People have told me it would make a good guide for people thinking about volunteering, especially in Bangladesh.

I also took photos and posted them online.

Adjusting to the pace and culture of working life in Bangladesh took time, patience and quite often a sense of humor.

Often large NGOs have to pay people to attend meeting otherwise no one turns up.

The more senior you are, the greater 'honorarium' you're paid. Once arrived (invariably late) at a meeting, falling asleep is commonplace.

No one is nudged awake, and no one is embarrassed. Culturally there is no shame in this, something that amused me in every meeting I attended.

Although I initially didn't feel like I was achieving anything in Rangamati, the fact that I showed up -- and stayed -- was a massive morale boost to the people I worked with.

Knowing that people in the world cared enough to help them gave them the confidence and motivation to really start addressing their own issues.

I worked for an education-based organization and there was a school within the grounds.
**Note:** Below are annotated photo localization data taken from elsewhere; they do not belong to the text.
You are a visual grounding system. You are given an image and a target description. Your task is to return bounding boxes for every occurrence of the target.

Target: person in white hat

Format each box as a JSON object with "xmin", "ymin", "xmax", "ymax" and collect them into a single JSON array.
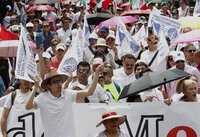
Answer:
[
  {"xmin": 95, "ymin": 110, "xmax": 128, "ymax": 137},
  {"xmin": 26, "ymin": 62, "xmax": 106, "ymax": 137}
]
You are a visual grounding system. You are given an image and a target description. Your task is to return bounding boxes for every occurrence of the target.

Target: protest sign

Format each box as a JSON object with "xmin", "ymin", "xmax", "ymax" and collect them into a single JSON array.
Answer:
[
  {"xmin": 148, "ymin": 8, "xmax": 181, "ymax": 41},
  {"xmin": 58, "ymin": 28, "xmax": 83, "ymax": 74},
  {"xmin": 116, "ymin": 20, "xmax": 141, "ymax": 58}
]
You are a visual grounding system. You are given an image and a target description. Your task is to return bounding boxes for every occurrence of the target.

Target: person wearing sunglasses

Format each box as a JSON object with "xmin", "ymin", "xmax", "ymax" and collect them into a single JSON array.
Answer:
[
  {"xmin": 184, "ymin": 43, "xmax": 196, "ymax": 67},
  {"xmin": 166, "ymin": 51, "xmax": 176, "ymax": 70},
  {"xmin": 163, "ymin": 51, "xmax": 200, "ymax": 99}
]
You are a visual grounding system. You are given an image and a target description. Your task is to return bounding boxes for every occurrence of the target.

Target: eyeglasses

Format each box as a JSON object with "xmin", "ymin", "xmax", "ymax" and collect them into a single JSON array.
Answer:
[
  {"xmin": 176, "ymin": 60, "xmax": 185, "ymax": 63},
  {"xmin": 168, "ymin": 58, "xmax": 173, "ymax": 62},
  {"xmin": 125, "ymin": 63, "xmax": 134, "ymax": 67},
  {"xmin": 89, "ymin": 39, "xmax": 97, "ymax": 42},
  {"xmin": 78, "ymin": 69, "xmax": 90, "ymax": 73},
  {"xmin": 43, "ymin": 25, "xmax": 49, "ymax": 28},
  {"xmin": 187, "ymin": 50, "xmax": 196, "ymax": 53},
  {"xmin": 51, "ymin": 79, "xmax": 63, "ymax": 84}
]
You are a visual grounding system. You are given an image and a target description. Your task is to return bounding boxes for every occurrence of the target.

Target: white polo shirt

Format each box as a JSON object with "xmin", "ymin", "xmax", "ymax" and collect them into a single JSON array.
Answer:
[
  {"xmin": 57, "ymin": 28, "xmax": 71, "ymax": 43},
  {"xmin": 112, "ymin": 67, "xmax": 136, "ymax": 88},
  {"xmin": 35, "ymin": 90, "xmax": 77, "ymax": 137}
]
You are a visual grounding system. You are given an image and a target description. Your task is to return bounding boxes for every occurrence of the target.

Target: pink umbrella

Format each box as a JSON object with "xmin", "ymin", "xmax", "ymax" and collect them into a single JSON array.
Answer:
[
  {"xmin": 171, "ymin": 29, "xmax": 200, "ymax": 44},
  {"xmin": 0, "ymin": 40, "xmax": 37, "ymax": 57},
  {"xmin": 28, "ymin": 5, "xmax": 55, "ymax": 12},
  {"xmin": 97, "ymin": 16, "xmax": 138, "ymax": 29},
  {"xmin": 121, "ymin": 9, "xmax": 151, "ymax": 16}
]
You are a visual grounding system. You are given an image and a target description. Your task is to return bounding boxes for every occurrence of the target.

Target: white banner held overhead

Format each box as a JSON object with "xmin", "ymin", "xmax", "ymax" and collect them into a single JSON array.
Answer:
[
  {"xmin": 148, "ymin": 9, "xmax": 181, "ymax": 41},
  {"xmin": 116, "ymin": 20, "xmax": 141, "ymax": 58},
  {"xmin": 83, "ymin": 15, "xmax": 90, "ymax": 48},
  {"xmin": 133, "ymin": 25, "xmax": 148, "ymax": 47},
  {"xmin": 58, "ymin": 28, "xmax": 83, "ymax": 74},
  {"xmin": 15, "ymin": 26, "xmax": 37, "ymax": 82}
]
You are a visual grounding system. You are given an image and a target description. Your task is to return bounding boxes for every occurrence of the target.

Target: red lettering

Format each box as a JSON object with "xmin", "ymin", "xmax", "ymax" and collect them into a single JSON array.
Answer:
[{"xmin": 167, "ymin": 126, "xmax": 197, "ymax": 137}]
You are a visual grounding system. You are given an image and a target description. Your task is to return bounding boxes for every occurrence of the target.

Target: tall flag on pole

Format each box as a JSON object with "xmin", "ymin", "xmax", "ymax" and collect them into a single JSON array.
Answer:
[
  {"xmin": 15, "ymin": 26, "xmax": 37, "ymax": 82},
  {"xmin": 116, "ymin": 20, "xmax": 141, "ymax": 58},
  {"xmin": 83, "ymin": 15, "xmax": 90, "ymax": 48},
  {"xmin": 58, "ymin": 28, "xmax": 83, "ymax": 74}
]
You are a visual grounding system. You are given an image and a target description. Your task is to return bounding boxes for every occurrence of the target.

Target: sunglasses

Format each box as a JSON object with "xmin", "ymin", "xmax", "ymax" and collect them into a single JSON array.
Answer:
[
  {"xmin": 78, "ymin": 69, "xmax": 90, "ymax": 73},
  {"xmin": 168, "ymin": 58, "xmax": 173, "ymax": 62},
  {"xmin": 43, "ymin": 25, "xmax": 49, "ymax": 28},
  {"xmin": 187, "ymin": 50, "xmax": 196, "ymax": 53},
  {"xmin": 89, "ymin": 39, "xmax": 97, "ymax": 42},
  {"xmin": 51, "ymin": 79, "xmax": 63, "ymax": 84},
  {"xmin": 176, "ymin": 60, "xmax": 185, "ymax": 63}
]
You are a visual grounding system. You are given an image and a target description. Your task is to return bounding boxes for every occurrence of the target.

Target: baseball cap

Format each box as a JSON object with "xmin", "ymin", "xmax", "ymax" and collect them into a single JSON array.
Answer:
[
  {"xmin": 173, "ymin": 51, "xmax": 186, "ymax": 62},
  {"xmin": 100, "ymin": 26, "xmax": 109, "ymax": 32},
  {"xmin": 56, "ymin": 43, "xmax": 66, "ymax": 51},
  {"xmin": 11, "ymin": 25, "xmax": 20, "ymax": 32},
  {"xmin": 26, "ymin": 22, "xmax": 34, "ymax": 28},
  {"xmin": 89, "ymin": 33, "xmax": 98, "ymax": 39},
  {"xmin": 35, "ymin": 52, "xmax": 51, "ymax": 62},
  {"xmin": 93, "ymin": 58, "xmax": 103, "ymax": 65}
]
A 15-year-old student was found dead hanging from a tree about three months into my placement.

There are 1,000 students at the school and it seemed everyone went to view the body before the police arrived to deal with it.
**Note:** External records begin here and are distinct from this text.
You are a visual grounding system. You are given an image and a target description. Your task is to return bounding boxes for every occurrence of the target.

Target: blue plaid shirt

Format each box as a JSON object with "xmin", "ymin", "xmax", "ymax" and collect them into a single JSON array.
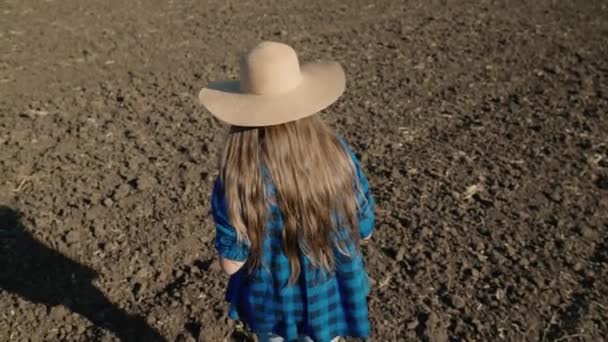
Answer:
[{"xmin": 211, "ymin": 141, "xmax": 375, "ymax": 342}]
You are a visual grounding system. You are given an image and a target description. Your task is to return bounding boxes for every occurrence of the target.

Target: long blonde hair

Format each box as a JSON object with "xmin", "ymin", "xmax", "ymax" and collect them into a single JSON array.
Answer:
[{"xmin": 219, "ymin": 115, "xmax": 360, "ymax": 283}]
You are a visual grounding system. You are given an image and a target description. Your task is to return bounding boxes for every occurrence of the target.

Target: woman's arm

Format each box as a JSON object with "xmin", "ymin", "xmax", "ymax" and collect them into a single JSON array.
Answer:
[
  {"xmin": 219, "ymin": 257, "xmax": 246, "ymax": 275},
  {"xmin": 212, "ymin": 179, "xmax": 250, "ymax": 275}
]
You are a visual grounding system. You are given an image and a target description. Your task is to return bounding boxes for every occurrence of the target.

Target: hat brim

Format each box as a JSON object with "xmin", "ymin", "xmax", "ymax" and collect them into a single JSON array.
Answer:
[{"xmin": 198, "ymin": 61, "xmax": 345, "ymax": 127}]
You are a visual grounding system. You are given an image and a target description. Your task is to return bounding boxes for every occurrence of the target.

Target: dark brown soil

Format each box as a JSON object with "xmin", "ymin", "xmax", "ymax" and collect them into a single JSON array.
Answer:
[{"xmin": 1, "ymin": 0, "xmax": 607, "ymax": 341}]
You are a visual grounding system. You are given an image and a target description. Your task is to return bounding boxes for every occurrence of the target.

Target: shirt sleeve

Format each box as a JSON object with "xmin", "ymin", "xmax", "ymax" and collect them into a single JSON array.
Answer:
[
  {"xmin": 211, "ymin": 179, "xmax": 250, "ymax": 262},
  {"xmin": 339, "ymin": 138, "xmax": 376, "ymax": 239}
]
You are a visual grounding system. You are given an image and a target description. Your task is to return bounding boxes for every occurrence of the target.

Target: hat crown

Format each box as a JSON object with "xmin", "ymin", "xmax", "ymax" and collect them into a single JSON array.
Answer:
[{"xmin": 239, "ymin": 41, "xmax": 302, "ymax": 95}]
The cultural response to the suicide was so different from mine, which really shocked me. But the suicide itself did bring home to me just how universal some issues are, and how no community, no religion and no culture is perfect.
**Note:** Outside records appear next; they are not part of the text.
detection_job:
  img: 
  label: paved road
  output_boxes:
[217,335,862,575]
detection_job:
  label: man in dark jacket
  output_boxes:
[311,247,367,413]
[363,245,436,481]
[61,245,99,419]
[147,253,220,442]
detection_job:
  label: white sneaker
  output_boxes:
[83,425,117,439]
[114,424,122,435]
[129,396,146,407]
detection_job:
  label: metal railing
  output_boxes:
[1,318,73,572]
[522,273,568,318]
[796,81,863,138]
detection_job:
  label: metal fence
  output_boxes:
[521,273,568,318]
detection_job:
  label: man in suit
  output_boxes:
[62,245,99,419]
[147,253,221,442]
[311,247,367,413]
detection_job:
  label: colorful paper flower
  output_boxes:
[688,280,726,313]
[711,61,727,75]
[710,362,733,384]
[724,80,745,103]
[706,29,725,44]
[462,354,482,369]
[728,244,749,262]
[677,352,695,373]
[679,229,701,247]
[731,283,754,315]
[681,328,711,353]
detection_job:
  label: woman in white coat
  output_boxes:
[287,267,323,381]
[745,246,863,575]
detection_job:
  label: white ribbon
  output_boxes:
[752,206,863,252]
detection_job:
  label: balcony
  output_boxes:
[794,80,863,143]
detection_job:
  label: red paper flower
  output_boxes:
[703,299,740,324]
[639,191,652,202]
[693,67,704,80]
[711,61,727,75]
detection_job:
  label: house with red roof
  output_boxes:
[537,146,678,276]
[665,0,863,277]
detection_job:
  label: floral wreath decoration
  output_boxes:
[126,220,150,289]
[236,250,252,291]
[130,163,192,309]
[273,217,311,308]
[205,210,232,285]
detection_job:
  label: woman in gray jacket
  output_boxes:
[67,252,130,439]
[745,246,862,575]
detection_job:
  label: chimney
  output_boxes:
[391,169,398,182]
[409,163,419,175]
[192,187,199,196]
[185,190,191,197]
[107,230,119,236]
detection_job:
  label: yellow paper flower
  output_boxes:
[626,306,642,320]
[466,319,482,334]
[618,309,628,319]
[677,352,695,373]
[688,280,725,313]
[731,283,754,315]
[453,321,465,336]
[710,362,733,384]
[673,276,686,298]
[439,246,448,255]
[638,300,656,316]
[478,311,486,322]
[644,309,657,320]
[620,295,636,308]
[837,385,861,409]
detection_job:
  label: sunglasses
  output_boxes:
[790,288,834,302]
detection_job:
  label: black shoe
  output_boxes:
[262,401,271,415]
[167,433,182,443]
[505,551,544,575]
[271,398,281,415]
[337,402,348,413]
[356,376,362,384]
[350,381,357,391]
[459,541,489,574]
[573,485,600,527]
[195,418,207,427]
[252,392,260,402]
As a VSO volunteer you live a 'local life,' which means squat toilets, bucket showers and about $145 (£100) living allowance a month.

Now that I am back, everything seems so predictable. For now I'm enjoying the predictability of everyday life here, but I expect I'll soon feel a bit bored by it.

If I knew then what I know now, speaking honestly, I don't think I would have signed up for it.

The old me would never have thought she'd get through those challenges, the scratch-your-own-eyes-out-heat, and the hit-your-head-against-a-wall-frustrations. But that's why this journey has been so amazing.

And I'm not exaggerating; I had a lot of tough times out there. I was a corporate girl who loved nice things.

But this journey has changed me, has turned me into the type of person who can, and did, survive it.

For anyone wanting to shake things up, experience different cultures, and hopefully help a few people along the way, I unreservedly recommend it.